State Rep. Craig Ford, D-Gadsden, said that there are 90,000 education retirees. Giving all of them a $400 would cost $36 million.
“I know there are places in this budget where we could find $30 to $38 million if we put our heads together,” Ford said.
“We are still ranked on the bottom when it comes to paying educators,” state Rep. Thomas Jackson, D-Thomasville, said. “Our educators deserve a little more than an insult of 2.5 percent pay increase when there is money just sitting there in the rolling reserve. Georgia, Tennessee, and Florida can reach across that line and get our teachers to go there.”
“You have got to have a heart for education,” Jackson said. “We want to improve the quality of education so we have got to give incentives to get people to become educators.”
Poole said that the 2.5 percent raise has a cost of $90 million. The $90 million aligns with the Teacher’s Retirement System’s request.
“Salaries including benefits are very competitive across the southeast region and this budget invests in classroom supplies in a manner that helps teachers,” Poole said.
State Rep. Terri Collins, R-Decatur, told Chairman Poole, “I appreciate you. You don’t just tell people what they want to hear but you include perspective to answer the question telling them the truth.”
State Rep.
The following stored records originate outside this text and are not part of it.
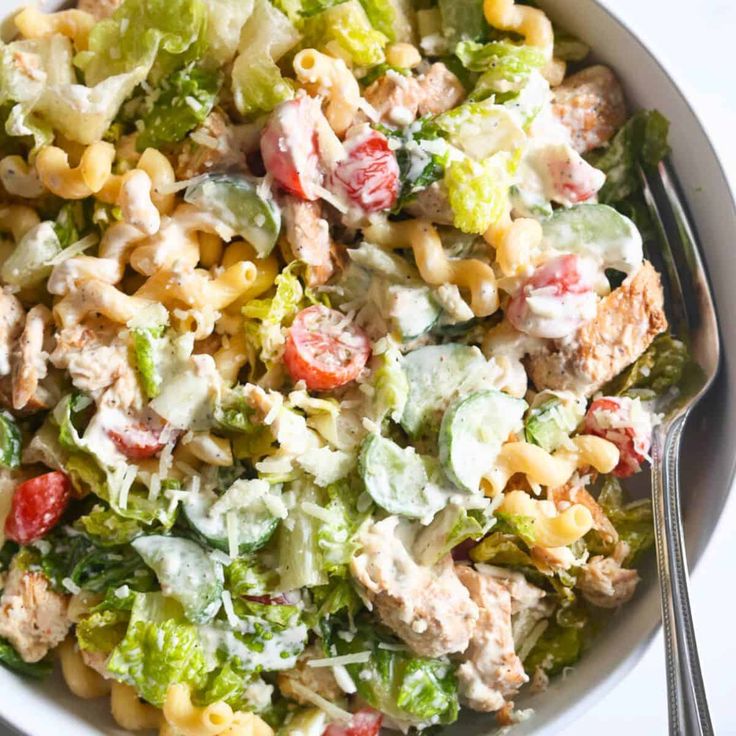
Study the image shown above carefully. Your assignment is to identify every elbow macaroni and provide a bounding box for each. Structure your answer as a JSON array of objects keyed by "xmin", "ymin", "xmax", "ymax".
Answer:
[
  {"xmin": 483, "ymin": 435, "xmax": 620, "ymax": 496},
  {"xmin": 35, "ymin": 143, "xmax": 116, "ymax": 199},
  {"xmin": 161, "ymin": 684, "xmax": 274, "ymax": 736},
  {"xmin": 0, "ymin": 205, "xmax": 40, "ymax": 242},
  {"xmin": 0, "ymin": 155, "xmax": 44, "ymax": 198},
  {"xmin": 364, "ymin": 219, "xmax": 499, "ymax": 317},
  {"xmin": 59, "ymin": 638, "xmax": 111, "ymax": 700},
  {"xmin": 483, "ymin": 0, "xmax": 554, "ymax": 60},
  {"xmin": 14, "ymin": 6, "xmax": 95, "ymax": 50},
  {"xmin": 499, "ymin": 489, "xmax": 594, "ymax": 547},
  {"xmin": 294, "ymin": 49, "xmax": 362, "ymax": 137},
  {"xmin": 111, "ymin": 682, "xmax": 164, "ymax": 731},
  {"xmin": 485, "ymin": 210, "xmax": 544, "ymax": 277}
]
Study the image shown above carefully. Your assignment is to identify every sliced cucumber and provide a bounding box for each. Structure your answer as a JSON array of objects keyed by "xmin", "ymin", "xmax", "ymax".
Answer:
[
  {"xmin": 380, "ymin": 283, "xmax": 441, "ymax": 340},
  {"xmin": 358, "ymin": 434, "xmax": 447, "ymax": 519},
  {"xmin": 182, "ymin": 481, "xmax": 282, "ymax": 555},
  {"xmin": 541, "ymin": 204, "xmax": 642, "ymax": 275},
  {"xmin": 439, "ymin": 390, "xmax": 526, "ymax": 493},
  {"xmin": 400, "ymin": 344, "xmax": 501, "ymax": 438},
  {"xmin": 184, "ymin": 174, "xmax": 281, "ymax": 257},
  {"xmin": 131, "ymin": 536, "xmax": 222, "ymax": 624}
]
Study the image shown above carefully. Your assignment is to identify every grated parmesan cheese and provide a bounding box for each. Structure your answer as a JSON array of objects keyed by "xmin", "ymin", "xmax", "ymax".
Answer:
[
  {"xmin": 226, "ymin": 510, "xmax": 239, "ymax": 559},
  {"xmin": 307, "ymin": 651, "xmax": 372, "ymax": 668},
  {"xmin": 62, "ymin": 577, "xmax": 81, "ymax": 595}
]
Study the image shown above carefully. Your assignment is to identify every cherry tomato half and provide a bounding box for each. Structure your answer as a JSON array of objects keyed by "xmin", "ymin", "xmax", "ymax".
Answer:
[
  {"xmin": 507, "ymin": 254, "xmax": 598, "ymax": 339},
  {"xmin": 284, "ymin": 305, "xmax": 371, "ymax": 391},
  {"xmin": 106, "ymin": 411, "xmax": 169, "ymax": 460},
  {"xmin": 584, "ymin": 397, "xmax": 652, "ymax": 477},
  {"xmin": 330, "ymin": 126, "xmax": 399, "ymax": 213},
  {"xmin": 323, "ymin": 709, "xmax": 383, "ymax": 736},
  {"xmin": 4, "ymin": 471, "xmax": 71, "ymax": 544},
  {"xmin": 260, "ymin": 96, "xmax": 323, "ymax": 200}
]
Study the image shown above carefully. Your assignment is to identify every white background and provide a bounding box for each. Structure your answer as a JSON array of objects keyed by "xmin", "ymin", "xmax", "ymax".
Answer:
[{"xmin": 560, "ymin": 0, "xmax": 736, "ymax": 734}]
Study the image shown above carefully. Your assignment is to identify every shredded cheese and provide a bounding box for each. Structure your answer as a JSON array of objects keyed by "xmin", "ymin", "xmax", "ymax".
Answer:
[
  {"xmin": 226, "ymin": 510, "xmax": 239, "ymax": 559},
  {"xmin": 285, "ymin": 682, "xmax": 353, "ymax": 724},
  {"xmin": 307, "ymin": 651, "xmax": 372, "ymax": 668}
]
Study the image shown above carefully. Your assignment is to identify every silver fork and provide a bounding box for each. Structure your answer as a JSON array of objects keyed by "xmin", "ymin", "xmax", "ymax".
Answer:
[{"xmin": 639, "ymin": 161, "xmax": 719, "ymax": 736}]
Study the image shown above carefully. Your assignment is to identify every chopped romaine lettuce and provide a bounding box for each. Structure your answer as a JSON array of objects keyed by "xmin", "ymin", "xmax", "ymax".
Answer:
[
  {"xmin": 0, "ymin": 411, "xmax": 21, "ymax": 469},
  {"xmin": 0, "ymin": 638, "xmax": 52, "ymax": 679},
  {"xmin": 76, "ymin": 608, "xmax": 130, "ymax": 655},
  {"xmin": 1, "ymin": 221, "xmax": 61, "ymax": 288},
  {"xmin": 469, "ymin": 531, "xmax": 534, "ymax": 567},
  {"xmin": 131, "ymin": 326, "xmax": 166, "ymax": 400},
  {"xmin": 108, "ymin": 593, "xmax": 208, "ymax": 706},
  {"xmin": 133, "ymin": 63, "xmax": 221, "ymax": 150},
  {"xmin": 369, "ymin": 340, "xmax": 409, "ymax": 424},
  {"xmin": 445, "ymin": 153, "xmax": 510, "ymax": 234},
  {"xmin": 82, "ymin": 0, "xmax": 208, "ymax": 86},
  {"xmin": 335, "ymin": 623, "xmax": 459, "ymax": 727},
  {"xmin": 603, "ymin": 333, "xmax": 690, "ymax": 400},
  {"xmin": 523, "ymin": 621, "xmax": 583, "ymax": 675},
  {"xmin": 225, "ymin": 554, "xmax": 280, "ymax": 597},
  {"xmin": 414, "ymin": 503, "xmax": 493, "ymax": 566},
  {"xmin": 231, "ymin": 0, "xmax": 300, "ymax": 116},
  {"xmin": 75, "ymin": 504, "xmax": 146, "ymax": 546},
  {"xmin": 524, "ymin": 392, "xmax": 586, "ymax": 453},
  {"xmin": 301, "ymin": 0, "xmax": 388, "ymax": 67},
  {"xmin": 204, "ymin": 0, "xmax": 256, "ymax": 64},
  {"xmin": 589, "ymin": 110, "xmax": 670, "ymax": 205},
  {"xmin": 359, "ymin": 0, "xmax": 416, "ymax": 43},
  {"xmin": 438, "ymin": 0, "xmax": 488, "ymax": 47}
]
John Knight, D-Montgomery, asked if Poole would accept a substitute amendment increasing the pay raise by another 2.5 percent.
“We have things bottom up in this country,” State Rep. Artis McCampbell, D-Livingston, said. “We pay engineers, accountants, and financial advisors a huge amount of money but we don’t pay the people who gave them that education. We need to take a long term look at this situation and start trying to bring our educators not up to a southeast average or even to a national level; but to a level that will attract young people to the field. I am going to ask your for the next four years if you are still in this position to look at a plan where we are honestly attracting people to this field.”
Poole, while agreeing with the sentiment, said an increase needed to be done in a “sustainable responsible manner.”
“We offer these incentives to lure these employers but we don’t want to spend money on education to educate our kids to do these jobs,” Jackson said.
State Representative Laura Hall, D-Huntsville, said, “Tennessee has proposed a four percent pay raise. I am right by the line. That is an incentive for an individual to leave this state to benefit themselves.”
“If we are going to be competitive, we have got to take care of our teachers and public education employees,” Knight said.
The bill passed 100-0.
The bill now moves to the state Senate for their consideration.
Poole said that the Senate is considering a bill that would give education retirees a one-time bonus, but it is too early to comment until they have seen that.